How to complete this proof of statistically indistinguishable distributions?

Question

Given that:

$$ SD\bigg( (r, \langle r, s \rangle),(r, b) \bigg) < \mathrm{negl}(n)$$

where $SD$ stands for statistical distance, $r$ is random uniform in $\{0,1\}^n$, $s$ is random uniform in $S \subseteq \{0,1\}^n$ and $b$ is a uniformly distributed bit.

It seems intuitive that, given a collision resistant hash function $h$, it should also hold that:

$$ SD\bigg( \big(h(s), r, \langle r, s \rangle \oplus 0\big),\big(h(s), r, \langle r, s \rangle \oplus 1\big) \bigg) < \mathrm{negl}(n)$$

but I cannot seem to prove this. I've tried using the formal definition of $SD$, but I don't know how to handle the fact there are tuples so I haven't even reached a point where I could incorporate the first claim.

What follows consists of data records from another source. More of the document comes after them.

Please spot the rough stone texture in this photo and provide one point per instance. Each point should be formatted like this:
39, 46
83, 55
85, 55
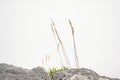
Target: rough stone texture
80, 74
10, 72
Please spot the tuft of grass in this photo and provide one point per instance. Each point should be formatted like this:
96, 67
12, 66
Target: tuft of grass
54, 70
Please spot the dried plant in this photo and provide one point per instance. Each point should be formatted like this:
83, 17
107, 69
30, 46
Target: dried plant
57, 38
60, 42
75, 51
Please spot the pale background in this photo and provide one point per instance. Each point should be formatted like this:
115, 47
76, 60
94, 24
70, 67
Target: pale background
26, 37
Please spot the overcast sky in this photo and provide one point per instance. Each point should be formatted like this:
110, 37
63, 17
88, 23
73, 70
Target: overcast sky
26, 37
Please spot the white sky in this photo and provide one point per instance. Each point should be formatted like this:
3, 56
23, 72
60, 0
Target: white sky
26, 36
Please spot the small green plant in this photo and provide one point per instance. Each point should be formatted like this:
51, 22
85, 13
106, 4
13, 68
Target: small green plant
54, 70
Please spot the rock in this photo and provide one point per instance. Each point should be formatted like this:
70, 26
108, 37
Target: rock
10, 72
80, 74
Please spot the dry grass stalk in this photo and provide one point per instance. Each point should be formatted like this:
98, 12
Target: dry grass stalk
62, 46
75, 51
57, 43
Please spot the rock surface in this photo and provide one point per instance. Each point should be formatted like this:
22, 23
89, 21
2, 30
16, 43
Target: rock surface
80, 74
10, 72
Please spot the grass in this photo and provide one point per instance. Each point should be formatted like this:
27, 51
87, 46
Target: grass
60, 44
54, 70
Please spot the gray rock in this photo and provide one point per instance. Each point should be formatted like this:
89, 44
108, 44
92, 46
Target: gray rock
80, 74
10, 72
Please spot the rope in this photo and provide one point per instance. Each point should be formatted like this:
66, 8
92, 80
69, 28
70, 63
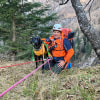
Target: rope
22, 79
20, 64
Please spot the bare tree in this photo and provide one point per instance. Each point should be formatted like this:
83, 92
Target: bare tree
85, 25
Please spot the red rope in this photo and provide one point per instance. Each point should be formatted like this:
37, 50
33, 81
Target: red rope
20, 64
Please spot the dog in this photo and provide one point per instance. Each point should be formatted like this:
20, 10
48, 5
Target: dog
39, 50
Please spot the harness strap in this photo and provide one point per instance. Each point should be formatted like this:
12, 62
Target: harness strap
66, 65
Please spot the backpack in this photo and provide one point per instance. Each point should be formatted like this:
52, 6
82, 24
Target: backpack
67, 33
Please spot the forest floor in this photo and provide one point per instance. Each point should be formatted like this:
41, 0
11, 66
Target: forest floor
73, 84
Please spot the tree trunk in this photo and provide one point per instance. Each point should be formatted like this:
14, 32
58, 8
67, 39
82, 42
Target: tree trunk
13, 54
14, 31
86, 27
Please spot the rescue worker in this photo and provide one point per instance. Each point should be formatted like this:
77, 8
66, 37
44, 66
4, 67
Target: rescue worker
61, 50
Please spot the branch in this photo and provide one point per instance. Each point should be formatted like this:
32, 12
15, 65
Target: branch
90, 9
64, 3
4, 30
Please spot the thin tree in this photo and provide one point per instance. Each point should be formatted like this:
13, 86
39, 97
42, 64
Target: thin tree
88, 30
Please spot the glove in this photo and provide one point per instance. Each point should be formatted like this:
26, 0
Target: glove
48, 40
51, 58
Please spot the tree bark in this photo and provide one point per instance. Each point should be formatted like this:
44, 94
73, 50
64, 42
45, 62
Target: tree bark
13, 52
86, 27
14, 31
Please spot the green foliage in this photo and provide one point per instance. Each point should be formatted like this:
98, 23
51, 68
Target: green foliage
21, 20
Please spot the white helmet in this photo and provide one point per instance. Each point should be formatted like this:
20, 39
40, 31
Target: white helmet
57, 27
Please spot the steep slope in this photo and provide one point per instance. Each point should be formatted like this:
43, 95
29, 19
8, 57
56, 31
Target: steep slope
73, 84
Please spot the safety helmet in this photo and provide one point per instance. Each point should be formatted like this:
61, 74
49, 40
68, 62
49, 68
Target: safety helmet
57, 27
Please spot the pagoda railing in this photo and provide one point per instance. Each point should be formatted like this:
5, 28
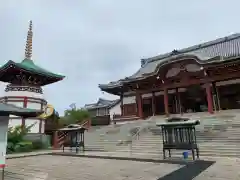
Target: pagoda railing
12, 87
60, 137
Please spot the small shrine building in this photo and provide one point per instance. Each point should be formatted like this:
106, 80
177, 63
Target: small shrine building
26, 80
204, 77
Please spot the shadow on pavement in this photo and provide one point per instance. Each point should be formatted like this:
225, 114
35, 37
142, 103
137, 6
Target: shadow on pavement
189, 171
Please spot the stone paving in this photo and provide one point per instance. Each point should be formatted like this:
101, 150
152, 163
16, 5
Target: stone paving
81, 168
76, 168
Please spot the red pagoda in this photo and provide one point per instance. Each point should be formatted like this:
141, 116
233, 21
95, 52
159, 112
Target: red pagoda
26, 80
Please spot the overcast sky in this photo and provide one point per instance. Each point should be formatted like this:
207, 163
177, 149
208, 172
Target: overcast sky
98, 41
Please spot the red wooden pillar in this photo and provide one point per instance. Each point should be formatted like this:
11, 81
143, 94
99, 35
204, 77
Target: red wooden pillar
139, 105
55, 140
25, 106
153, 104
209, 98
166, 101
122, 108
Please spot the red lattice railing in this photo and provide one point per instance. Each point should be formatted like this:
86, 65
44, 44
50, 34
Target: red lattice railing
60, 137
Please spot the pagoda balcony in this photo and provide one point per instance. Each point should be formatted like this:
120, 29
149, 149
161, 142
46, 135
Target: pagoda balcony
33, 89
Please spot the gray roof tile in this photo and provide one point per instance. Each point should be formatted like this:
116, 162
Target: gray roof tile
101, 104
217, 50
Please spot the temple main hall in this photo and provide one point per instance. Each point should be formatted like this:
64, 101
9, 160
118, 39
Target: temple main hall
200, 78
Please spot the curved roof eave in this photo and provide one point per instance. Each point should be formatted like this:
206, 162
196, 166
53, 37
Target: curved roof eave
49, 74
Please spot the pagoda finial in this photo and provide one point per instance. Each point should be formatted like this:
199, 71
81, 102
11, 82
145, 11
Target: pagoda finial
28, 48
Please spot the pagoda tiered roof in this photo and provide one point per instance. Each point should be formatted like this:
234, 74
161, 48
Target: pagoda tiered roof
29, 66
11, 69
102, 103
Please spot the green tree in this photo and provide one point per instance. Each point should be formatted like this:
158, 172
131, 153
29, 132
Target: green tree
73, 116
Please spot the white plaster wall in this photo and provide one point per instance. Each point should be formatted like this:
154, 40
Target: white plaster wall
115, 110
223, 83
35, 128
43, 126
24, 93
159, 93
14, 122
129, 100
146, 95
34, 105
3, 138
19, 104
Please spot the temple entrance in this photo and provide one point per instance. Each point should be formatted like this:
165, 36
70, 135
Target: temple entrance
194, 99
229, 96
147, 107
159, 104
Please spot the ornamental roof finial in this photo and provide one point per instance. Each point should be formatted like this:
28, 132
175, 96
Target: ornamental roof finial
28, 48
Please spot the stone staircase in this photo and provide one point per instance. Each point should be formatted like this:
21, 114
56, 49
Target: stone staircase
218, 135
112, 137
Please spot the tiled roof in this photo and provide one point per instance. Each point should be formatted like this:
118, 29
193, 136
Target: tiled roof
218, 50
101, 104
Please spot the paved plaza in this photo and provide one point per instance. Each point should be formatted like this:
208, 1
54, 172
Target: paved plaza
81, 168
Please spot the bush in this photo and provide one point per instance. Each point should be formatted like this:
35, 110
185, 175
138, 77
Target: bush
24, 146
38, 145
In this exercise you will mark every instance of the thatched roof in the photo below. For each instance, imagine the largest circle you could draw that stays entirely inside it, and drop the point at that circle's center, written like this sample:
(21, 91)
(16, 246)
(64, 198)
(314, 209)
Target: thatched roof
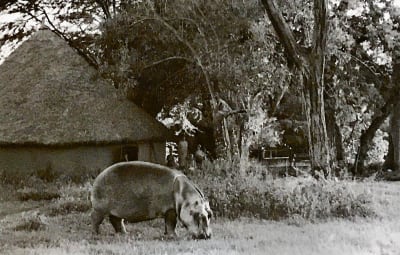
(49, 95)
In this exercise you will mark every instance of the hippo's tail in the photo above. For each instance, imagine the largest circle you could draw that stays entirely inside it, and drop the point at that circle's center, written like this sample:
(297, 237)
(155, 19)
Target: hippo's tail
(89, 197)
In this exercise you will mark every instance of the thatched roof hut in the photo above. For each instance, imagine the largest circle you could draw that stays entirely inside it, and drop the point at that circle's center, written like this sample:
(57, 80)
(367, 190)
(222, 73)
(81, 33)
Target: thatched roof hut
(50, 95)
(57, 112)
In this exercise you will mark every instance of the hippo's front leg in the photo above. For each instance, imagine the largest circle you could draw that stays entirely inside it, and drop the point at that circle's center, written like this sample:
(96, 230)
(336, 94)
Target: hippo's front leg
(170, 222)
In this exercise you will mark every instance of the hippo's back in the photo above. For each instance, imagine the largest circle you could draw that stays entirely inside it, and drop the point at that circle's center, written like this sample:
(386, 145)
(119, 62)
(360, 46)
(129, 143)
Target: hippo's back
(134, 190)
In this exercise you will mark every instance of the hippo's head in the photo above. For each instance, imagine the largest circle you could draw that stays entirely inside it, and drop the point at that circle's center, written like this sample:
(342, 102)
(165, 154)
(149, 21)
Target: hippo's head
(195, 216)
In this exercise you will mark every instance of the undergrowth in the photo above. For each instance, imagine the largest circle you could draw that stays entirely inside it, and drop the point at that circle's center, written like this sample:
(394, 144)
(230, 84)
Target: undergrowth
(255, 193)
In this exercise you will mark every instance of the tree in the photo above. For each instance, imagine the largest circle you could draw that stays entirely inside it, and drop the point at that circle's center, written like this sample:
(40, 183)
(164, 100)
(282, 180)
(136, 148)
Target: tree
(393, 157)
(178, 49)
(309, 63)
(373, 31)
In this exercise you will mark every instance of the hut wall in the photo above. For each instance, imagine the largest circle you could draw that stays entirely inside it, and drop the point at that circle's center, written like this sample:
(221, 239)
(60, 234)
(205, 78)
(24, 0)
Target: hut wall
(64, 160)
(152, 152)
(70, 160)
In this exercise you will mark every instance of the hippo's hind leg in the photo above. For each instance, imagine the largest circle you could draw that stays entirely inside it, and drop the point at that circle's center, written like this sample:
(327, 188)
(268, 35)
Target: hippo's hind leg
(97, 219)
(118, 224)
(170, 222)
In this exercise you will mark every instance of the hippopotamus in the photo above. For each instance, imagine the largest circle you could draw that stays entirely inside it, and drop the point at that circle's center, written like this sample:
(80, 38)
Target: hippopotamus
(139, 191)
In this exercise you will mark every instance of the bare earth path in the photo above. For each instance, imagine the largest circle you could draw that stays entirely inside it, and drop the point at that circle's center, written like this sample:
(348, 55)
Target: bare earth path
(70, 234)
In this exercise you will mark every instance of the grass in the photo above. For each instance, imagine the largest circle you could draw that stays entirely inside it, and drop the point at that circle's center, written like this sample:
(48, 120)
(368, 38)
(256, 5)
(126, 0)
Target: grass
(61, 226)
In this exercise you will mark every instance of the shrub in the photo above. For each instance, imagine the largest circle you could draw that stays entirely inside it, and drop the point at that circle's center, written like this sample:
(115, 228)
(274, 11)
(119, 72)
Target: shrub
(74, 198)
(25, 194)
(255, 193)
(31, 222)
(35, 189)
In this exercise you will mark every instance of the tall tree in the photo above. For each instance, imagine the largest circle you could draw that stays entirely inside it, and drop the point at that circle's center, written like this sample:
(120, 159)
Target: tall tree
(393, 157)
(309, 63)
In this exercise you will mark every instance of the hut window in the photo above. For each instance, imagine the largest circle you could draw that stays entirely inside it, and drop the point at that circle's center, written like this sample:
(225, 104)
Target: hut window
(129, 153)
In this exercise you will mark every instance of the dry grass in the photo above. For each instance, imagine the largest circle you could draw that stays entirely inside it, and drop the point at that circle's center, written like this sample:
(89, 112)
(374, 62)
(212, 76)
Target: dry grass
(68, 232)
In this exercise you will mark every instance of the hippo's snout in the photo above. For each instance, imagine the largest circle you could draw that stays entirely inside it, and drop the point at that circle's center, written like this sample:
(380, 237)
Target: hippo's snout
(202, 236)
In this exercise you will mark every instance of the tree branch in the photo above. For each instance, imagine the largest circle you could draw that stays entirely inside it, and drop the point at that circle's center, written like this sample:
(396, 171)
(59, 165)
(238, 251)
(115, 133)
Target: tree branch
(284, 33)
(168, 59)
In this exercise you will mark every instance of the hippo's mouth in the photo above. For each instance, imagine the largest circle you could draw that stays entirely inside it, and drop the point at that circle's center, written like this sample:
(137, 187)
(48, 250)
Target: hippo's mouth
(201, 237)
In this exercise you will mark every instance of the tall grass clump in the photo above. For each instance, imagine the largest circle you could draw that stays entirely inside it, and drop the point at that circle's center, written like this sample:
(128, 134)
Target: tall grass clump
(255, 193)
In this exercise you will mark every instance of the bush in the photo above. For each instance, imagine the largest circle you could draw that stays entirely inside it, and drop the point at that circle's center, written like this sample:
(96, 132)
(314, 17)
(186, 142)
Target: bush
(36, 189)
(31, 222)
(74, 198)
(35, 194)
(256, 194)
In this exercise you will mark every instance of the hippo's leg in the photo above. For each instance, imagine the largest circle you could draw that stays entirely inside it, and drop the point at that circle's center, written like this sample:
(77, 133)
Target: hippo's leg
(118, 224)
(170, 222)
(97, 219)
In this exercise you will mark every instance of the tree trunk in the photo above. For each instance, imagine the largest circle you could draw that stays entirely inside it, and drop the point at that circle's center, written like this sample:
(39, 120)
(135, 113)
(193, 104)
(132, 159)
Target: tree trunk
(391, 105)
(393, 158)
(389, 159)
(333, 131)
(311, 65)
(315, 114)
(395, 137)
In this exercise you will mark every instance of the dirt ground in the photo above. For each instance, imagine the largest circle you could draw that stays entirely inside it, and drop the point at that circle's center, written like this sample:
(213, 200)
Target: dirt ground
(41, 227)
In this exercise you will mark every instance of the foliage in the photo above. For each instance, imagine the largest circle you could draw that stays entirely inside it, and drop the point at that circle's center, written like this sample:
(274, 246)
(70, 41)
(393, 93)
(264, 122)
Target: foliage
(31, 222)
(181, 118)
(233, 194)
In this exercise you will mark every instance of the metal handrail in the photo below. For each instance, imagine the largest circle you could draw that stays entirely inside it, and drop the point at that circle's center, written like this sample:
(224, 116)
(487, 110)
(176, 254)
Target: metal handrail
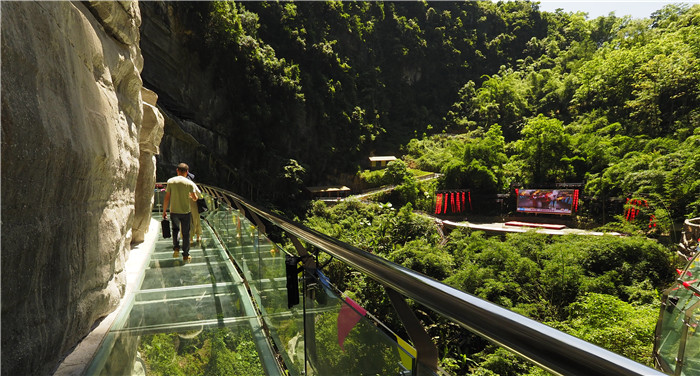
(553, 350)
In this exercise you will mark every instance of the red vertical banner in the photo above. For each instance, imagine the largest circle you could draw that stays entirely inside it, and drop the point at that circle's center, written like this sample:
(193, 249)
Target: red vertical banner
(349, 315)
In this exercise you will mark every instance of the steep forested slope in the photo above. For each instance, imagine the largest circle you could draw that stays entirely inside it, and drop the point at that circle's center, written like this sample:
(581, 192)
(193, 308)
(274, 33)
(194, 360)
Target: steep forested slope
(303, 92)
(325, 84)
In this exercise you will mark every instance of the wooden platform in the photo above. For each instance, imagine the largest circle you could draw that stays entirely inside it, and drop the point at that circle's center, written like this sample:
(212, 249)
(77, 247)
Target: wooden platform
(535, 225)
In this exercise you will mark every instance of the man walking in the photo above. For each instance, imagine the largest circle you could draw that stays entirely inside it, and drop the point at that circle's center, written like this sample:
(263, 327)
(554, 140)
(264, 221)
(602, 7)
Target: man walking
(178, 194)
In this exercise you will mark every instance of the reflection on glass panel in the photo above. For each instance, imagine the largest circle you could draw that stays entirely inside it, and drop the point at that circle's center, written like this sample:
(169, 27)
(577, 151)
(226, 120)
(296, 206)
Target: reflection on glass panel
(196, 351)
(342, 340)
(671, 336)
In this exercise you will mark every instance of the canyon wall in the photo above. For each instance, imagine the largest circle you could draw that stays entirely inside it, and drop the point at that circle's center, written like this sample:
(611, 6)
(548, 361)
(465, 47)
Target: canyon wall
(71, 121)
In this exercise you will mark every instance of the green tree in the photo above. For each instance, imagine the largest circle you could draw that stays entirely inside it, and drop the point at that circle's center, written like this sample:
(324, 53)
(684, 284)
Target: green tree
(544, 147)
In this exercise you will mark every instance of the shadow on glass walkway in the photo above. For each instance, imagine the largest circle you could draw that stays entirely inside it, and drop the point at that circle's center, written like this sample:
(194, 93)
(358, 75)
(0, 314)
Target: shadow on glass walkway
(189, 318)
(244, 306)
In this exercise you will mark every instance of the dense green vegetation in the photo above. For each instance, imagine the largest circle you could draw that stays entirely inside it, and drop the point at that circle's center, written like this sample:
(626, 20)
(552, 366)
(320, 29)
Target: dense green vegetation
(605, 291)
(314, 87)
(492, 95)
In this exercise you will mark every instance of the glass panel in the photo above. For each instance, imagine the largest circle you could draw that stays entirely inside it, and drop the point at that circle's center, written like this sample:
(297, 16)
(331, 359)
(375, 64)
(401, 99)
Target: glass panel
(691, 356)
(342, 340)
(672, 326)
(188, 318)
(210, 349)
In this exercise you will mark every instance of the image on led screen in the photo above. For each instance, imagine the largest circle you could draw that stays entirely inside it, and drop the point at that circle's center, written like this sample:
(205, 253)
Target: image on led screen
(546, 201)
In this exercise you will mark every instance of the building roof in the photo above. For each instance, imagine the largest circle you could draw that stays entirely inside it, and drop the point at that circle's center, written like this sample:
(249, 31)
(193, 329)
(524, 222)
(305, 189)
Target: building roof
(382, 158)
(327, 189)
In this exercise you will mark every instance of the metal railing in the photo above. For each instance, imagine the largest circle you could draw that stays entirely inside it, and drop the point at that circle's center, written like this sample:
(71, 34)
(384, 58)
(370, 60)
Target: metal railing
(549, 348)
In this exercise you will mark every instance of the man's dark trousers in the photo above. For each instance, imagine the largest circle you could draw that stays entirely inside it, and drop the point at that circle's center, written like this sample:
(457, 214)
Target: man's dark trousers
(181, 221)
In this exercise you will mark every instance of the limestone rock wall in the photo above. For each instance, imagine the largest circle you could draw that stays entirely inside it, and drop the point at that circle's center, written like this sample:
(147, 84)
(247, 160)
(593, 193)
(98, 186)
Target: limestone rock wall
(149, 145)
(71, 117)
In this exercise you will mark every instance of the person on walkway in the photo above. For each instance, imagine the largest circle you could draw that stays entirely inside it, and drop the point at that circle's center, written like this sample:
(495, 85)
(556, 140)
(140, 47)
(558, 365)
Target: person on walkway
(178, 195)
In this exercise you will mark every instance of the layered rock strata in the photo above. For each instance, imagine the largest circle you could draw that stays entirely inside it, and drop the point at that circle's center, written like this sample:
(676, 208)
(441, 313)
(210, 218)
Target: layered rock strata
(149, 146)
(71, 117)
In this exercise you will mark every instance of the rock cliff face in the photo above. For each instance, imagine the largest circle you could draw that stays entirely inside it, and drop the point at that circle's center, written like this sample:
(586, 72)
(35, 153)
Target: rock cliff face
(149, 145)
(71, 122)
(197, 113)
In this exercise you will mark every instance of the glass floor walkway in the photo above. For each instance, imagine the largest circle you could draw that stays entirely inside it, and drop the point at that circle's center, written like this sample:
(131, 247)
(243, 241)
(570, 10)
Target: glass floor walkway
(192, 318)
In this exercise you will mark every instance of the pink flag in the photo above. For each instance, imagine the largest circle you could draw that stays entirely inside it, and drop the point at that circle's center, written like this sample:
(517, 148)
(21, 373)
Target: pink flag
(349, 315)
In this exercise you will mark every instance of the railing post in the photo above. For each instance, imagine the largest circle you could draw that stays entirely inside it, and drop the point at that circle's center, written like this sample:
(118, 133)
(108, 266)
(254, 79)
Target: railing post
(427, 354)
(309, 264)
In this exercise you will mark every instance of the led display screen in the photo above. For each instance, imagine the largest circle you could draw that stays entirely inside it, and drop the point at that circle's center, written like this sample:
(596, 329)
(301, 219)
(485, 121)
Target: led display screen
(547, 201)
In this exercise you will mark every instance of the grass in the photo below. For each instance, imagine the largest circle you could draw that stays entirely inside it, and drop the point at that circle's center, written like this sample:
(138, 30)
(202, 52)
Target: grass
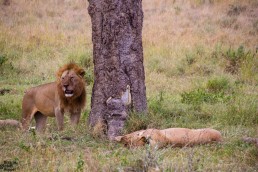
(201, 63)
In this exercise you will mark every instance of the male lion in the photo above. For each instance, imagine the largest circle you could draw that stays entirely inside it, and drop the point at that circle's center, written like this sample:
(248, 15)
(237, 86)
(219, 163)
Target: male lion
(67, 94)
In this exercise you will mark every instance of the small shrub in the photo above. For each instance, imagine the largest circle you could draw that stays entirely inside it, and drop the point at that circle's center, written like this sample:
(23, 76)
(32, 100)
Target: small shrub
(234, 59)
(217, 85)
(235, 10)
(199, 96)
(3, 59)
(242, 111)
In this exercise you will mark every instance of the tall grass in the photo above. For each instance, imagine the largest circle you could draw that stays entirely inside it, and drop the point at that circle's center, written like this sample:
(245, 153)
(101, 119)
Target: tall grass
(200, 59)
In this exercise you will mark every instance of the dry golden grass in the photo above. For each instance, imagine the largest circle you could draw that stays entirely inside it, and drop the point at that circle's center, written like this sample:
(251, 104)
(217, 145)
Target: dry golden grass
(185, 43)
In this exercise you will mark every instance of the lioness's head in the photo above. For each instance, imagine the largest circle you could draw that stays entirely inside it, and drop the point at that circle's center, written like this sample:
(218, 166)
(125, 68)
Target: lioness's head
(70, 80)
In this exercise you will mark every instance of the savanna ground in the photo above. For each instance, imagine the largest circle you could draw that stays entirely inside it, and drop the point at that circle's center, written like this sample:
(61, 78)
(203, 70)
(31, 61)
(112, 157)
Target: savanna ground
(201, 65)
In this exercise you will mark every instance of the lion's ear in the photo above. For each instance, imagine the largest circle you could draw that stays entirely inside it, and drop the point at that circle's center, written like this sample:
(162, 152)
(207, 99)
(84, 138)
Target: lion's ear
(81, 72)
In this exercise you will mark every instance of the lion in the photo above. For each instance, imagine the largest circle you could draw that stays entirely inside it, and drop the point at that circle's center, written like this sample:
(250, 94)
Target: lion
(176, 137)
(66, 94)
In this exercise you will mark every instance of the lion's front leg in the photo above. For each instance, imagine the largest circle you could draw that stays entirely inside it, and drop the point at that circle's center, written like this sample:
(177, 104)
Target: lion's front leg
(75, 117)
(59, 113)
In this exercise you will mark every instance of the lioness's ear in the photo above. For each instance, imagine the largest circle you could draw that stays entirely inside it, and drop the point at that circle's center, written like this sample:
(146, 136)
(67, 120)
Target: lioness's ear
(81, 72)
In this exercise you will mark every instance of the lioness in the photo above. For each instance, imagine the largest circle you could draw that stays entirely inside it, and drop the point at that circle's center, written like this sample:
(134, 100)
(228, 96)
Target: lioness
(176, 137)
(53, 99)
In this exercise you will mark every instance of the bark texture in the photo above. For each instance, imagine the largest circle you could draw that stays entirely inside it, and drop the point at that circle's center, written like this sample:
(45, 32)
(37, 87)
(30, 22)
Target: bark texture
(118, 60)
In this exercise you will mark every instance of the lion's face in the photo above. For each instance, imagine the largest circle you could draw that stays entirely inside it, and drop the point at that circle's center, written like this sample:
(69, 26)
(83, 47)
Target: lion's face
(71, 83)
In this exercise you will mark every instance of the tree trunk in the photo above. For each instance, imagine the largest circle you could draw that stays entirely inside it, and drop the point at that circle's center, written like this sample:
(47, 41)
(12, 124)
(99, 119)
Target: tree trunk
(118, 62)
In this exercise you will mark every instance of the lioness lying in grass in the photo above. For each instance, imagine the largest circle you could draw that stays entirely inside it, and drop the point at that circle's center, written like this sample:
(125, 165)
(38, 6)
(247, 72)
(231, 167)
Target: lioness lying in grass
(177, 137)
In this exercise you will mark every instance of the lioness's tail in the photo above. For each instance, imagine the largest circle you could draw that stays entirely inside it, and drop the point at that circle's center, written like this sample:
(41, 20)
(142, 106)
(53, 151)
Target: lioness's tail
(10, 122)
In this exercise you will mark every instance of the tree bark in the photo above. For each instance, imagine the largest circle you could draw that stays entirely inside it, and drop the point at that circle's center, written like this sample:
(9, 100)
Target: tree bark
(118, 61)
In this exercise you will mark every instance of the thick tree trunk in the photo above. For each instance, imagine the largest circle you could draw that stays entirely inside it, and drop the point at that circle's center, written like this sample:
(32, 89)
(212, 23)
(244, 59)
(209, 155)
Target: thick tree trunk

Is there a way to show this from the first claim? Or am I wrong and there's a way to refute this? (for context -- I'm trying to show that $\big(h(s), r, \langle r, s \rangle \oplus b\big)$ is a statistically hiding commitment scheme).

Thanks.

Answer 1

I'm not sure whether this answers your question, but here is a proof that it should be computationally infeasible to show a statistical distance between the two distributions for a preimage resistant hash function. Let $h$ and $r_0$ be two values such that $$\left|\mathbb P(h(s)=h, r=r_0, \langle r,s\rangle=0)- \mathbb P(h(s)=h, r=r_0, \langle r,s\rangle=1)\right|>\mathrm{negl}$$ which is equivalent to the distinguishability criterion. This tells us that $$\left|\mathbb P(\langle r_0,s\rangle=0|h(s)=h)-\mathbb(\langle r_0,s\rangle=1|h(s)=h)\right|>\mathrm{negl}$$ note that the law of total probability the sum of the above two probabilities is 1. Let us assume then that $$\mathbb P(\langle r_0,s\rangle=0|h(s)=h)>1/2+\delta$$ for some non-negligible $\delta$ (the other case being very similar). We will use this $h$ and $r_0$ to subexhaustively construct a pre-image $s$ such that $h(s)=h$.

We restrict ourselves to evaluating $h(s)$ on inputs that statisfy $\langle r_0,s\rangle =0$, then by Bayes theorem $$\mathbb P(h(s)=h|\langle r_0,s\rangle=0)=\frac{\mathbb P(\langle r_0,s\rangle=0|h(s)=h)\mathbb P(h(s)=h)}{\mathbb P(\langle r_0,s\rangle=0}=(1+ \frac 2\delta)\mathbb P(h(s)=h)$$ and we have improved our probability of success by a factor of $(1+2 delta)$ over exhaustion. If multiple $r_i$ values deviate non-negligibly and independently, we can improve the advantage by choosing to exhaust inputs that satisfy the multiple linear constraints.